- Born: Hollie Victoria Robertson 21 March 1985 (age 40)
- Occupation: dancer
- Known for: winning Strictly Dance Fever

= Hollie Robertson =

British dancer

Hollie Victoria Robertson (born 21 March 1985) is an English dancer who won the second series of the BBC One dance talent show Strictly Dance Fever together with partner Darrien Wright. In the final they beat Darren Bailey and Lana Williams.

== Early life ==

Robertson grew up in Ludlow, Shropshire. Her background is gymnastics in which she participated from the age of six to thirteen until she slipped a disc. She achieved third place at the British Championships in the vaulting horse, later getting into hip hop dance. Robertson names Levell Smith Junior as her biggest influence.

== Education ==

Robertson took dance classes at In-Steps in Ludlow, where she still teaches hip hop and commercial jazz. From 2005, she attended the Midlands Academy of Dance and Drama in Nottingham for a two-year course in musical theatre.

== Career before Strictly Dance Fever ==

In 2004, Robertson won choreographer Wade Robson's MTV show, Shakedown, taking the title of best dancer in Europe. In 2005, she was a backing dancer in the video of the single "Only U" by Ashanti. She has also danced for Rachel Stevens and McFly.

== Strictly Dance Fever ==

Strictly Dance Fever is an amateur dance competition broadcast on the BBC, consisting of several rounds of auditions followed by weekly live shows in which one couple is voted off each week until three couples are left for the final live show. Voting is done by professional judges and the viewing public, each making up 50% of the total score.
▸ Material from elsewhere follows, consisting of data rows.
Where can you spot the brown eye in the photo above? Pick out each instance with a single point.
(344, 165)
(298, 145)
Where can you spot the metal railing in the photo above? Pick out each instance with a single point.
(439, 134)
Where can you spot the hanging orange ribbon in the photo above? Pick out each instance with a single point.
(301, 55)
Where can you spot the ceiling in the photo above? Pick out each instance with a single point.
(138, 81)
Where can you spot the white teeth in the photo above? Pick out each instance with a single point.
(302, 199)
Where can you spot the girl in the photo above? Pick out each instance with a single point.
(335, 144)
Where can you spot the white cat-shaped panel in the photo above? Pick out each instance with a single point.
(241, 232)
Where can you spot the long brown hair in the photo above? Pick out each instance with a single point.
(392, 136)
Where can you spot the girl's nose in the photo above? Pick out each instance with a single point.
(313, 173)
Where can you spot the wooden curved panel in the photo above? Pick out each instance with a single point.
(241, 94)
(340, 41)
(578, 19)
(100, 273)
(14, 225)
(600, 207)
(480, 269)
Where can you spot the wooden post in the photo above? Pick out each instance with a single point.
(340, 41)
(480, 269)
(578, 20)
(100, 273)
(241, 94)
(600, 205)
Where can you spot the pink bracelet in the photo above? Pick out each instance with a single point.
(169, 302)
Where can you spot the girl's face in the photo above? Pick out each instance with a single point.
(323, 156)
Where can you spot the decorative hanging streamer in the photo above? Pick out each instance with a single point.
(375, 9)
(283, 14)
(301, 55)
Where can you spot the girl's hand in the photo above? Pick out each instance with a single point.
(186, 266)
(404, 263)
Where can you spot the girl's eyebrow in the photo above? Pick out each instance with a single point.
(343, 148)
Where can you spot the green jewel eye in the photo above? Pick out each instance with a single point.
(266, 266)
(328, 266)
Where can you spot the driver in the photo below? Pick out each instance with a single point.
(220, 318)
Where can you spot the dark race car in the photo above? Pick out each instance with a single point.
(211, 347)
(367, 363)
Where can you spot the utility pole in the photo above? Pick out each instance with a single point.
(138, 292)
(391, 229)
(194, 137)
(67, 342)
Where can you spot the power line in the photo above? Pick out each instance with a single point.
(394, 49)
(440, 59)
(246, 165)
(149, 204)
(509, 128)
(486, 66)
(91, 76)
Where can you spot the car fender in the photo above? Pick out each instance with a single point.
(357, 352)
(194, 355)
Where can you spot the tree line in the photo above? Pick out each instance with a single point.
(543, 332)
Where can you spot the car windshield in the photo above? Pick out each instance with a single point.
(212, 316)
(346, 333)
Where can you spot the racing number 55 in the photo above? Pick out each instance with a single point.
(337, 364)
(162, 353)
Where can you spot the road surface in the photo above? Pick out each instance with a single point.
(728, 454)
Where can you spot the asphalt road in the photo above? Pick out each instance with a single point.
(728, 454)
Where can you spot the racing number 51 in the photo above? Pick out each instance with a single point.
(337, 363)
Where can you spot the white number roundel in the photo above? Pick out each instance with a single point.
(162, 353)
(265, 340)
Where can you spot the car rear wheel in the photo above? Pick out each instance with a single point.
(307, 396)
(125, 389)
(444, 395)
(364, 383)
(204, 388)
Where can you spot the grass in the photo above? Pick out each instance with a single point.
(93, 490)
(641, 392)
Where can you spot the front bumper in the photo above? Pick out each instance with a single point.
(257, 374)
The four judges award scores out of ten, while the public phones in to vote for their favourite. During the weeks of the live shows, the couples live together in a Dance Mansion where they receive intensive training.

The show is open to non-professional dancers over the age of 18. Even though Robertson had previously won a similar competition on MTV called Shakedown and had been awarded the title of best dancer in Europe, she was not a professional dancer, and therefore, was allowed to enter.

Robertson participated in series two, which was broadcast in the spring of 2006. In that series 80,000 participants applied for the auditions. Over a million telephone votes were cast over the course of the series.

Robertson auditioned with her boyfriend Bruno. Eventually he was not selected for the live shows and she was partnered with Darrien Wright. Robertson and Wright won the final on 3 June 2006 beating Darren Bailey and Lana Williams.

Robertson and Wright received the top score of ten out of ten of all the judges on both their dances in the final. They performed The Milonga and a freestyle dance. In an earlier round they had also achieved the highest possible score for one of their dances.

The prize consisted of £50,000 for the couple and a contract to dance for one week in the production of Footloose on the West End. Robertson said after winning the final: "I want to put the prize money towards a dance studio so I can teach."

=== Dances and scores ===

Dances performed by Robertson and Wright on the second series of Strictly Dance Fever
|  | Dance | Judges scores |  |  |  |  |
| Stacey Haynes | Arlene Phillips | Wayne Sleep | Ben Richards | Total |
| Show 1 | Rock and Roll | 8 | 8 | 8 | 9 | 33 |
| Show 2 | Argentine tango | 6 | 4 | 7 | 5 | 22 |
| Show 3 | Guapacha | 8 | 9 | 8 | 7 | 32 |
| Show 4 | Jitterbug | 6 | 7 | 7 | 7 | 27 |
| Show 5 | American Smooth | 8 | 10 | 8 | 9 | 35 |
| Show 6 | Milonga | 10 | 10 | 10 | 10 | 40 |
| Lindy Hop | 8 | 7 | 8 | 8 | 31 |
| Show 7 | Hustle | n/a | 6 | 9 | 8 | 23 (out of 30) |
| Adagio | n/a | 6 | 6 | 8 | 20 (out of 30) |
| Final | Milonga | 10 | 10 | 10 | 10 | 40 |
| Freestyle | 10 | 10 | 10 | 10 | 40 |

== Career after Strictly Dance Fever ==

As part of their prize, Robertson and Wright won a professional dance contract. This culminated early in July 2006 when, for a week, the pair took to the West End stage as background dancers in Footloose in London's Novello Theatre.
David Essex and Cheryl Baker also starred in the show.

On 11 August 2006, Robertson's career suffered a minor set-back when she was injured after an attack on holiday in Portugal. Robertson was left with severe bruises and her nose had to be reset. Regarding this incident, she was quoted as saying: "I've never had anything so painful happen to me in my life before. It was horrible, absolutely horrible. [...] Stuff happens to you in life and you just have to get on with it and as long as I don't stop dancing it's ok...I'll be ok."

In 2007, Robertson appeared in the UK tour of Fame alongside dance partner Darrien Wright.